L’exposition de l’Afrique aux chocs économiques, sanitaires et politiques extérieurs a très souvent entrainé des conséquences endogènes sans précèdent. Il en a été ainsi au sortir de la crise économique et financière internationale des années 2008 et la crise de la dette des pays de la zone euro qui en a résulté. Le mouvement récessif qu’ont connu les économies africaines s’était traduit d’une part par des crises socio-politiques qualifiées d’« émeutes de la faim ». En effet, les économies africaines avaient subi de plein fouet le choc de l’explosion des prix des produits de première nécessité sur les marchés internationaux, entraînant un renchérissement endogène du coût de la vie. D’autre part, par la détérioration structurelle des termes de l’échange qui a fait planer le spectre de la dévaluation dans des pays comme ceux de la zone franc en 2017. Plus récemment encore, la pandémie à coronavirus qui menace le monde depuis 2019 a mis en exergue le retard des pays africains en matière infrastructurel et sanitaire. Le choc socio-économique sur les finances publiques, la production globale, le coût de la vie et la stabilité financière qui en a résulté a été amplifié par les conséquences monétaires (appréciation du Dollar US et des autres monnaies internationales), financières (augmentation progressive des taux directeurs des principales banques centrales pour endiguer l’inflation), et commerciales (fermeture des circuits de production et des réseaux de distribution ; embargo sur les exportations des produits de base et énergétiques) du conflit armé entre la Russie et l’Ukraine.

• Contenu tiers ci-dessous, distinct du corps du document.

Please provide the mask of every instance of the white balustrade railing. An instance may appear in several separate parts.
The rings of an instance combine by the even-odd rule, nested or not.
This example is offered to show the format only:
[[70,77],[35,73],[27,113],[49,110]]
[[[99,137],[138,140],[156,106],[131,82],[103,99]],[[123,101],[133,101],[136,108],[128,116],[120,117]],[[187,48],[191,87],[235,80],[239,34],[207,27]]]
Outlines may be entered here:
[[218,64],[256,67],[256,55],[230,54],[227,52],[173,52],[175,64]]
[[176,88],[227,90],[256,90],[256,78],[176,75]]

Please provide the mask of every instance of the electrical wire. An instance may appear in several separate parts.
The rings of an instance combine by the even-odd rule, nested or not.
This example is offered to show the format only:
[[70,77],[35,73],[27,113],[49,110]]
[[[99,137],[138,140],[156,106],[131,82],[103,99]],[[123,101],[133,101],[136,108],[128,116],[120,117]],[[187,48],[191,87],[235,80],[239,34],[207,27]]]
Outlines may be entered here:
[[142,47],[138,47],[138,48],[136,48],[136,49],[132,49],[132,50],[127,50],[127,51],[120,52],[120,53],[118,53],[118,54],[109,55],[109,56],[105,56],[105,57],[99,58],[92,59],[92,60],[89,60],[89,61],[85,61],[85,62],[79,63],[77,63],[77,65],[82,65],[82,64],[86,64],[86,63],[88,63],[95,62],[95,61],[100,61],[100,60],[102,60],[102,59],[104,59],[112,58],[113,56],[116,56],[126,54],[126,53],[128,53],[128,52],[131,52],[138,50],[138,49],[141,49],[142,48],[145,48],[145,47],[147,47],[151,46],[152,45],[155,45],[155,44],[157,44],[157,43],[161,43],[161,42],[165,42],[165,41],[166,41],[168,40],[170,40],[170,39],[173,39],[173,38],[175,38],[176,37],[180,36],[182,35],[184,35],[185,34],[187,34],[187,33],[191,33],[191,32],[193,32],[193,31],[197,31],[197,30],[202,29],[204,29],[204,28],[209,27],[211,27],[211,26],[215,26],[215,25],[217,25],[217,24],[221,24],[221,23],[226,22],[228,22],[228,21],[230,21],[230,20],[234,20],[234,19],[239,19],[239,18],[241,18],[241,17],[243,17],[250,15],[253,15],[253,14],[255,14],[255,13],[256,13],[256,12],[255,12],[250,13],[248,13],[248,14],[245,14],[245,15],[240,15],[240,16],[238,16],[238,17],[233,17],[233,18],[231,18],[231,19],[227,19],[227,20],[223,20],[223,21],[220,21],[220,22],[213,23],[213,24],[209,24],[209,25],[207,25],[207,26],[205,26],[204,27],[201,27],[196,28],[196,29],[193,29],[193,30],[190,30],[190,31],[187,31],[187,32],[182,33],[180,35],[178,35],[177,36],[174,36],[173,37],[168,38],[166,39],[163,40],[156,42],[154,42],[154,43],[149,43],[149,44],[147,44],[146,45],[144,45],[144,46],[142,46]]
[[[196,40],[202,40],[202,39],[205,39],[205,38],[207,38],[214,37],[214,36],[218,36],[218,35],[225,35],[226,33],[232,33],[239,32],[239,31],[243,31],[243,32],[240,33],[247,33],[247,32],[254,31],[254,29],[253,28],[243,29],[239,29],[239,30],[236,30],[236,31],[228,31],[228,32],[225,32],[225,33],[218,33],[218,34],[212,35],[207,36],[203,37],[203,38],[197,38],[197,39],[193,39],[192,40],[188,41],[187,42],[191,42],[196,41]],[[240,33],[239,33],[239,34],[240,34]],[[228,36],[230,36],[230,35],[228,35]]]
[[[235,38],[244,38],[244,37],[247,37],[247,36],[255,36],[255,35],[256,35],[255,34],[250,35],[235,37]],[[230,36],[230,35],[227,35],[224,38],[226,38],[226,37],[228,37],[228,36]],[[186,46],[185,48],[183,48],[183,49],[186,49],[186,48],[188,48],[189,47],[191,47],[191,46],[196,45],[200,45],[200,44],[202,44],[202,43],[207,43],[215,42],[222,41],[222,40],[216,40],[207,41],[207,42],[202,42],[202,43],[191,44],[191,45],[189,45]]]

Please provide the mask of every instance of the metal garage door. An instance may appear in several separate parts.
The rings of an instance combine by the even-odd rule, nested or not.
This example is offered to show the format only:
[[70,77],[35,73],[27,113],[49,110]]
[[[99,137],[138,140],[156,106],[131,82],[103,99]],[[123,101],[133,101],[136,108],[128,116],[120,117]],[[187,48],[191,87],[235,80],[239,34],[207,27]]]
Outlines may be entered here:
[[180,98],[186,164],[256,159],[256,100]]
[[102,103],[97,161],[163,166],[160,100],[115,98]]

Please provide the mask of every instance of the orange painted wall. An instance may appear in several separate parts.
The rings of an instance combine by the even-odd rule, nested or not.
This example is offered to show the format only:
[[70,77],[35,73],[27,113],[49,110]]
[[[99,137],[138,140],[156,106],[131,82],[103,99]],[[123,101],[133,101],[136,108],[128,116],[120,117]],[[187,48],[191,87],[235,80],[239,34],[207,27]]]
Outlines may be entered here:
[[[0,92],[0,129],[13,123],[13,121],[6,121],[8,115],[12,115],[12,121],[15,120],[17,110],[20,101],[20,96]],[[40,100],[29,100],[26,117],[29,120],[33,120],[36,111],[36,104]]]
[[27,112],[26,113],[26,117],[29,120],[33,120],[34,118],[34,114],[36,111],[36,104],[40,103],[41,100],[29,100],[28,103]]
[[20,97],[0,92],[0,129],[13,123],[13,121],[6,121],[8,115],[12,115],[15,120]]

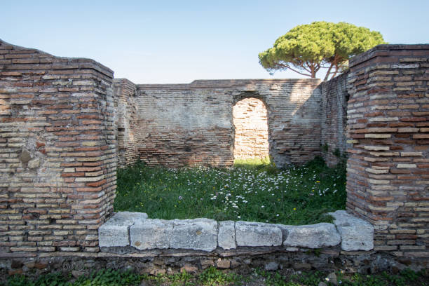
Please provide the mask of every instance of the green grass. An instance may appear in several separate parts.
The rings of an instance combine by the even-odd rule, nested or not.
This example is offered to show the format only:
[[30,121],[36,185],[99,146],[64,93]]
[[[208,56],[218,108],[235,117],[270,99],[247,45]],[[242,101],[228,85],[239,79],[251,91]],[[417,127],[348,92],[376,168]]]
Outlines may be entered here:
[[328,168],[315,158],[277,169],[266,160],[238,161],[231,169],[149,168],[118,170],[115,211],[147,212],[164,219],[206,217],[307,224],[330,222],[346,207],[343,165]]
[[[326,279],[327,273],[312,271],[285,275],[281,271],[264,271],[257,269],[252,273],[239,275],[233,271],[221,271],[210,267],[196,274],[186,272],[163,274],[156,276],[136,274],[130,271],[107,269],[83,275],[77,279],[68,273],[43,274],[38,278],[16,275],[4,278],[7,286],[130,286],[139,285],[142,281],[148,286],[221,286],[221,285],[260,285],[260,286],[313,286],[320,282],[329,285],[333,284]],[[404,269],[397,274],[383,272],[372,275],[344,274],[336,273],[341,286],[428,286],[429,278],[423,271],[414,272]],[[3,280],[3,279],[1,279]],[[340,282],[341,281],[341,282]],[[6,284],[5,284],[6,283]]]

… mais pouvant faire l’objet de consolidation

Quelques pistes de consolidation pourraient permettre aux économies africaines d’être plus résilientes à l’épreuve des chocs exogènes récessifs. La première serait la transformation structurelle desdites économies dans un contexte de mise en œuvre de la Zone de Libre-Echange Continentale Africaine. Cette opportunité qui vient ouvrir les vannes des chaînes de valeurs régionales est une raison suffisante pour reconsidérer nos modèles de développement et migrer vers des investissements significatifs dans la production d’infrastructures et autres biens publics favorables à l’éclosion d’une industrie manufacturière compétitive. Aussi, le développement d’un marché des capitaux attractif et dynamique permettrait de réduire la dépendance vis-à-vis des marchés internationaux et contribuant ainsi à une relative stabilité monétaire et financière sur le continent. In fine, il serait primordial de repenser les priorités en matière de politique publiques en portant un accent particulier sur la bonne gouvernance, l’éducation et la recherche.